The SDK uses a custom `QueryAPIError` class for error handling:

```python
from query_api_sdk import QueryAPIError

try:
    results = client.get_query_results("invalid-id")
except QueryAPIError as error:
    print(f"API Error: {str(error)}")
    print(f"Status Code: {error.status_code}")
    print(f"Response: {error.response}")
```

## Webhook Integration

When providing a webhook URL, your endpoint will receive POST requests with the following format:

```python
{
    "query_id": str,
    "status": str,  # 'completed' | 'failed'
    "error": Optional[str]
}
```

Example webhook handler (Flask):
```python
from flask import Flask, request

app = Flask(__name__)

@app.route('/webhook', methods=['POST'])
def webhook():
    data = request.json
    query_id = data["query_id"]
    status = data["status"]
    error = data.get("error")
    
    if status == "completed":
        # Handle completion
        pass
    elif status == "failed":
        # Handle failure
        pass
    
    return "", 200
```

## Rate Limiting

The Query API implements rate limiting to ensure fair usage.

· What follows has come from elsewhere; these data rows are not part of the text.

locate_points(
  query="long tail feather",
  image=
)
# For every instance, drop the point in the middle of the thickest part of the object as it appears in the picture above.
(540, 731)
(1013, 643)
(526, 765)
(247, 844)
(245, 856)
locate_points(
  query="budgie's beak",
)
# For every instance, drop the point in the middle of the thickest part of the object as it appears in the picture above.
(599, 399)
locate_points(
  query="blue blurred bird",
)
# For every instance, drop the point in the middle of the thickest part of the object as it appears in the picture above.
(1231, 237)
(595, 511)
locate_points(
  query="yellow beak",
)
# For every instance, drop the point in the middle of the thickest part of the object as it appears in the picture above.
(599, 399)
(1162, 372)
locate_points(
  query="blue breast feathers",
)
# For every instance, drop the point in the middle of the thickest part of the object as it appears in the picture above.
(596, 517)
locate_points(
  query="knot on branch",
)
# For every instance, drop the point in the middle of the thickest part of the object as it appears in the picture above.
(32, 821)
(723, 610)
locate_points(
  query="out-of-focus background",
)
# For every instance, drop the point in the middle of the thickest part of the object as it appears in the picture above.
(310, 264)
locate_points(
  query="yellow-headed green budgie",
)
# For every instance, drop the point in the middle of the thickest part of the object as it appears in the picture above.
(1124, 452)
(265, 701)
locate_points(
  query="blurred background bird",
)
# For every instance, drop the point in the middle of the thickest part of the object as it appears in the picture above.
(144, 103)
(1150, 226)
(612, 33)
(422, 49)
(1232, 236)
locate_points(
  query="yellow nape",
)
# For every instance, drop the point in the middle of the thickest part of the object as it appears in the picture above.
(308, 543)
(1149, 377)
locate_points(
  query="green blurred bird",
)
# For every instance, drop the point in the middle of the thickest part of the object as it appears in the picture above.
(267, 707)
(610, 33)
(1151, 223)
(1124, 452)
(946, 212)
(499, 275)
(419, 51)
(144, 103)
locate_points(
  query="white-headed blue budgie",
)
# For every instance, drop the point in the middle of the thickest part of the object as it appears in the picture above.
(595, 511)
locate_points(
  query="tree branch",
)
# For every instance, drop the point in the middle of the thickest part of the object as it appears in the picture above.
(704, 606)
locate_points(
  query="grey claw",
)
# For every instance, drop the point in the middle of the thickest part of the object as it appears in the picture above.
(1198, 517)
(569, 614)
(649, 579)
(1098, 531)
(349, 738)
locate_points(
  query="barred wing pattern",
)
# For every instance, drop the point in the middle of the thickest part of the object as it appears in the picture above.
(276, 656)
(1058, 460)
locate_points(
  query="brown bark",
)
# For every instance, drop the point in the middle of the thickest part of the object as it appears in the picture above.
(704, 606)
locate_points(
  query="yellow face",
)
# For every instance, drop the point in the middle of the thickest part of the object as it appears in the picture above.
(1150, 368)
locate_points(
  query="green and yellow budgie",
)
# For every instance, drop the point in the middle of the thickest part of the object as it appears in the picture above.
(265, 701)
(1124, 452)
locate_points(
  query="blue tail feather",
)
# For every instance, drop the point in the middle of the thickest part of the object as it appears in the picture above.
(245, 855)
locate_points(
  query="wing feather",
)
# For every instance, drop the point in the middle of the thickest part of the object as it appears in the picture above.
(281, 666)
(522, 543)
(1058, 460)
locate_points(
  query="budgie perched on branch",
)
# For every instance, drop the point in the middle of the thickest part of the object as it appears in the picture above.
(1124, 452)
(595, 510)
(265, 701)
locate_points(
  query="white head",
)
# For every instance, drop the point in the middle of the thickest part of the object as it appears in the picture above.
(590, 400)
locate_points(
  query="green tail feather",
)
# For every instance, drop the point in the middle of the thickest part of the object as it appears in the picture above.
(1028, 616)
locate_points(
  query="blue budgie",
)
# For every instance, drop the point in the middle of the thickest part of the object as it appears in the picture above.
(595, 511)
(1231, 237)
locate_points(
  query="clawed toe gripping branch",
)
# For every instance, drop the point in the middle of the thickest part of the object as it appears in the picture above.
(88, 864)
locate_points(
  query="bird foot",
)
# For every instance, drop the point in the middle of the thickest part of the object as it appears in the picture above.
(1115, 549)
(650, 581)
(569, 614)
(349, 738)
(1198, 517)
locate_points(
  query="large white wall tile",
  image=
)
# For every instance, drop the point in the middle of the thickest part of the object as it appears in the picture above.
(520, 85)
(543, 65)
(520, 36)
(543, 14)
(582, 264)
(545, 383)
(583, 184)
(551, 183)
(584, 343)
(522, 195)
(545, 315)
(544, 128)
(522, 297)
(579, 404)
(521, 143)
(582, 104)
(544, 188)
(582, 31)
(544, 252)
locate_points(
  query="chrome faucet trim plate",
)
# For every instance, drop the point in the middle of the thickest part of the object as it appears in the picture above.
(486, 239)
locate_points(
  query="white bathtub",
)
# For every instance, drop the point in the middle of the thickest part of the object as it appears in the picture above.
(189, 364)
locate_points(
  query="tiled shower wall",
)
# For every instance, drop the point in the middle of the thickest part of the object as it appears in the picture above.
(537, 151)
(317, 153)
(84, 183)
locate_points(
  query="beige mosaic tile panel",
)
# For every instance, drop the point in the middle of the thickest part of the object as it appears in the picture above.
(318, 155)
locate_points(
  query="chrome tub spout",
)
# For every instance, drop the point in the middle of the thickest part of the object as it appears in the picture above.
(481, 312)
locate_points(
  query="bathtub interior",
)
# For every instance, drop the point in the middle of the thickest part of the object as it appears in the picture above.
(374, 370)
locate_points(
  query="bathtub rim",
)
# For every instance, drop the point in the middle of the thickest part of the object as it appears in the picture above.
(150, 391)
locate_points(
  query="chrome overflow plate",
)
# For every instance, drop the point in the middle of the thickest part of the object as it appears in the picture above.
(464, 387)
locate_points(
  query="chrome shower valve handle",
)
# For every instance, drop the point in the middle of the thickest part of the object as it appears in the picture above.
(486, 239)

The SDK will automatically handle rate limit responses by raising a `QueryAPIError` with the appropriate status code and message.

## Type Hints Support

The SDK is written with full Python type hints and provides comprehensive type definitions for all features. You can import types directly:

```python
from query_api_sdk import (
    QueryStatusType,
    Schema,
    QueryRequest,
    QueryResults
)
```

## Development

For development, clone the repository and install dependencies:

```bash
git clone https://github.com/vana-com/query-sdk-python.git
cd query-sdk-python
pip install -e ".[dev]"
```

Run tests:
```bash
pytest
```

## License

MIT License - see [LICENSE](LICENSE) for details.